Maybe not love.... but at least it was TOTAL COMPLETE MIND-BLOWING SELF-DESTRUCTION INDUCING BURNING MAKING ME CRAZY HARDCORE passion :laugh::laugh:

Posted
Maybe not love.... but at least it was TOTAL COMPLETE MIND-BLOWING SELF-DESTRUCTION INDUCING BURNING MAKING ME CRAZY HARDCORE passion :laugh::laugh:

 

ah, that'll be infatuation then ;)

it is great, but so all consuming. 99.9% of the time it burns out cos its just way too intense. cherish the memory :)

Posted
hey guys and gals ! :)

 

Thank you all for your replies and good advice...

Although i knooooow the ideal situation would be to "confess" and try to start over with a clean slate.... i've decided to not tell...

 

I figure out that it would only hurt him and (even though some of you might not believe me) that is not what i want !!!

 

I've decided i will try and learn to live with the guilt but become a "better person" and not let it happen again... i will also try to work on my relationship issues... by talking to him (which we had done already before) and by trying to change my mindset from "holding hands" to "holding hands and more...." ....

 

I think it would be too easy to "just give up now" and not work on this !

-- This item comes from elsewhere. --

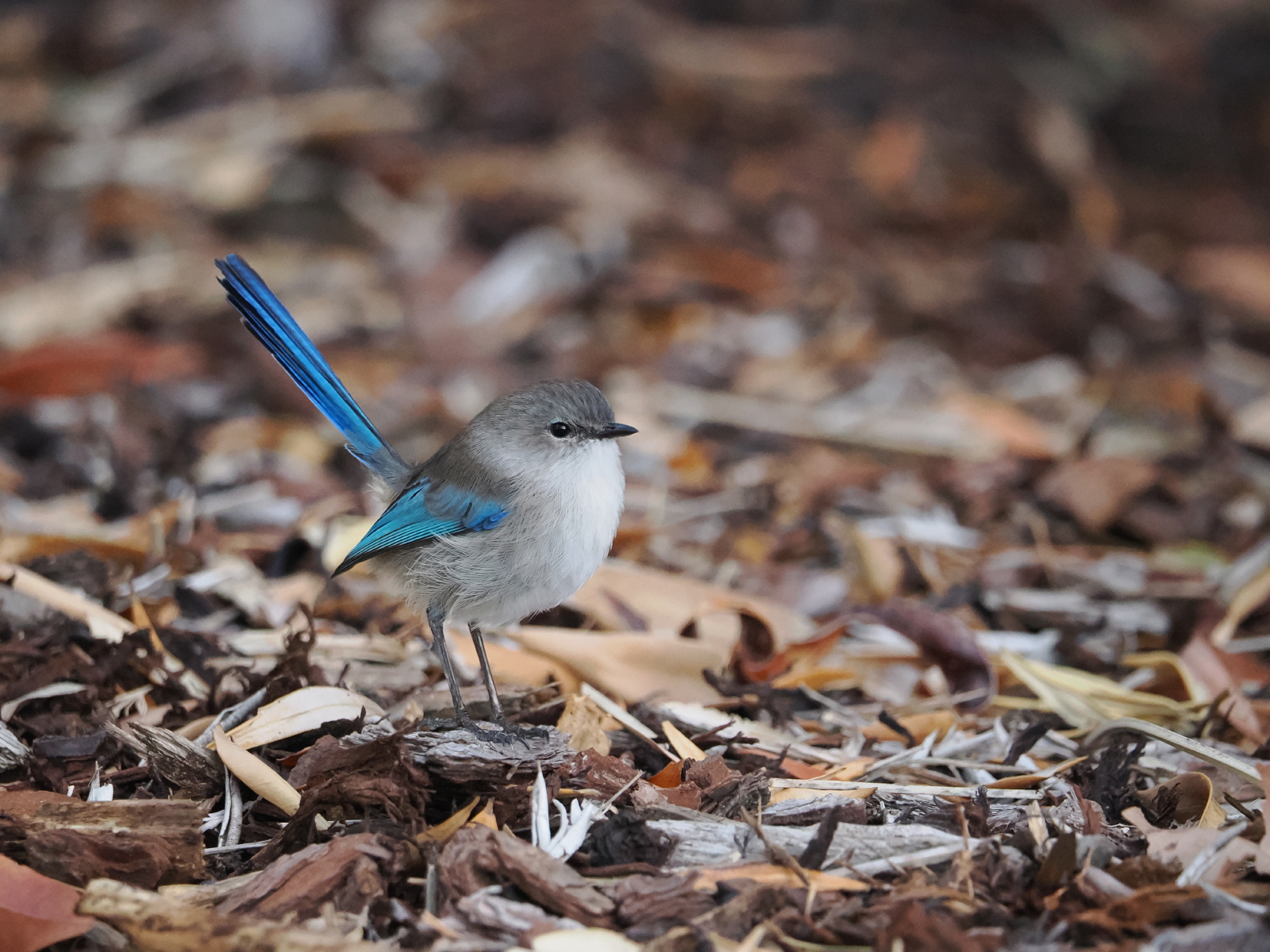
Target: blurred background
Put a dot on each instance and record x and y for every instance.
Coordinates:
(886, 285)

I really do care about him and i want to make this work !

Ok.

You've got to do what you think is best for you. :)

Posted
Thanks Sugar and Spice.... seems like "some people" just feel the need to put other people down to feel better about themselves

 

nope. What anyone says here pales in comparison to what you are doing to this guy.

 

bottom line, break up with him. he deserves better, you said that yourself even.

 

let him go, set him free. find someone you ARE sexually attracted to and hopefully you won't cheat on them either.